Spätestens nach einer kühlen Flasche französischen Weisswein hatten wir uns wieder an die Stadt gewöhnt und erkundeten das Zentrum nach dem Abendessen. Unter andrem fuhren wir mit den runden Gondeln der Téléphérique hoch zur Bastille. Die bekannte Festungsanlage aus der ersten Hälfte des 19. Jahrhunderts ist das Wahrzeichen von Grenoble schlechthin. Der Ausblick über die Stadt und ihre alpine Umgebung ist selbst bei Nacht einen Besuch wert.
Übernachtet hatten wir im Hotel Citadines City Centre Grenoble.

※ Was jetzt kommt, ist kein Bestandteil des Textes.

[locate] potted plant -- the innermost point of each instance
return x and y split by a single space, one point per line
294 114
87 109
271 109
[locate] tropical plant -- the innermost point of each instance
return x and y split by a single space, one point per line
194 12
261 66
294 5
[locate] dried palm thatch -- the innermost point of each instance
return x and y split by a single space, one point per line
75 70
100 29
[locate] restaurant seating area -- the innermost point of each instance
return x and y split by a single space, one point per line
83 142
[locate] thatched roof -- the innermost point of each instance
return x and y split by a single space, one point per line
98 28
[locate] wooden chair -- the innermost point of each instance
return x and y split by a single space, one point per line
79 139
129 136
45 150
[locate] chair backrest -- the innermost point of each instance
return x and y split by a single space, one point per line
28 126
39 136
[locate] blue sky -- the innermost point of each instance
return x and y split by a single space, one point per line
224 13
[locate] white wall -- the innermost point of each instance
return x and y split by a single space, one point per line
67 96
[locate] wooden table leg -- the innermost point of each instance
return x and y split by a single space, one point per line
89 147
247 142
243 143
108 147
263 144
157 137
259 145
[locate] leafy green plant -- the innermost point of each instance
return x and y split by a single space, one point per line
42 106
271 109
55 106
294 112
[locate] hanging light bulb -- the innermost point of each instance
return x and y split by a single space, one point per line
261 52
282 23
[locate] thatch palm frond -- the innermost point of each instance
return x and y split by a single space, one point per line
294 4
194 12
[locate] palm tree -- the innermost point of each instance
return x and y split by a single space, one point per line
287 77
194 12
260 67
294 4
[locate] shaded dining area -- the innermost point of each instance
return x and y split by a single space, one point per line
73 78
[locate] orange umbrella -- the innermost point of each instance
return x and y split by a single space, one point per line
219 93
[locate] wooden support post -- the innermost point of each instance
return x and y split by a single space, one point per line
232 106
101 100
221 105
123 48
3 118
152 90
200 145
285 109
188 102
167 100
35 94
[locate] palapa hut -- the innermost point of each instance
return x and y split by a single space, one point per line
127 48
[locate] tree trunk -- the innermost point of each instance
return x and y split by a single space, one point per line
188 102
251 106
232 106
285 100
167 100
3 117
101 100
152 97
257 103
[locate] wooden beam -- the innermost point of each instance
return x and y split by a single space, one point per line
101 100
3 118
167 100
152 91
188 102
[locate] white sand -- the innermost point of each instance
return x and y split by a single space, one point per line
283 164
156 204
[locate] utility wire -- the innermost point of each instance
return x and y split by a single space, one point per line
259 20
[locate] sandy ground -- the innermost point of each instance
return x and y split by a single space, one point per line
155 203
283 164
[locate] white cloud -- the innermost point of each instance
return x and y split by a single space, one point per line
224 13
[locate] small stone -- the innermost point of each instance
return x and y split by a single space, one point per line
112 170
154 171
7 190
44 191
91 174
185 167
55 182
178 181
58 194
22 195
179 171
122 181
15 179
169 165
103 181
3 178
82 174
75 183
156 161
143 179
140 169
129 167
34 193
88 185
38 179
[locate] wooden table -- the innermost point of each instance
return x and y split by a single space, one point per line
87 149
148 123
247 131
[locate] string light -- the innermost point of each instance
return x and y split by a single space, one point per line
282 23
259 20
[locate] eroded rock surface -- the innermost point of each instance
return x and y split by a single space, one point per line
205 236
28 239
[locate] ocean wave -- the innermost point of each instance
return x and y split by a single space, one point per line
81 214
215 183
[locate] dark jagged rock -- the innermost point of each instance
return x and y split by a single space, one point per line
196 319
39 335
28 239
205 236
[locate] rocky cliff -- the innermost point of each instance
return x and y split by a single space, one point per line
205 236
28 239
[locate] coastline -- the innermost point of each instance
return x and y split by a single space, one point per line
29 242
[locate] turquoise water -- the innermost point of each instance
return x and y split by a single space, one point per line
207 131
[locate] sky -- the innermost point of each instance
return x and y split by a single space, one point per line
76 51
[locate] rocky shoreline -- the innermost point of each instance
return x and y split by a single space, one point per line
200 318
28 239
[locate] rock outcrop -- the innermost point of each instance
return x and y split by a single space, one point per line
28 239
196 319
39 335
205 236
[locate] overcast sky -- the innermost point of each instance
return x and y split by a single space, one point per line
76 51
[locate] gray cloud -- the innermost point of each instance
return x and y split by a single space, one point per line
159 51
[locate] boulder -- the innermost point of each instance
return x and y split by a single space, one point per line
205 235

Weitere Fotos vom Mittwoch, 11. August 2021
Donnerstag, 12. August 2021 & Freitag, 13. August 2021
Heute war Sightseeing angesagt bei heissen 35 Grad. Grenoble, gegründet von den Galliern im Jahre 43 v. Chr., kommt sehr vielschichtig daher. Ein bis zwei Tage sollte man sich für die Erkundung schon Zeit nehmen. Laufmüde, wie wir nach den vergangenen Tagen waren, fuhren wir mit dem Petit Train Touristique durch die Innenstadt und bekamen so einen guten Überblick.
Den Nachmittag verbrachten wir mit leckerem Käse, Trauben und Wein im Parc Paul Mistral mit Blick auf den mächtigen Tour Perret. Dieser 95 Meter hohe Aussichtsturm wurde 1924 anlässlich der im Jahr darauf stattfindenden «Exposition internationale de la houille blanche» nach Plänen des Architekten Auguste Perret errichtet und ist der erste aus Stahlbeton konstruierte Turm in Europa.
Übernachtet hatten wir nochmals im Hotel Citadines City Centre Grenoble. Am nächsten Morgen fuhren wird dann wieder nach Hause. Obwohl wir nur sechs Tage unterwegs waren, kam es mir viel länger vor. Ich werde die Esel Tilleul und Vladimir, die Langsamkeit des Gehens und das einfache Outdoorleben im Nationalpark von Vercors noch lange in Erinnerung behalten. Und eventuell sogar wieder einmal erleben wollen.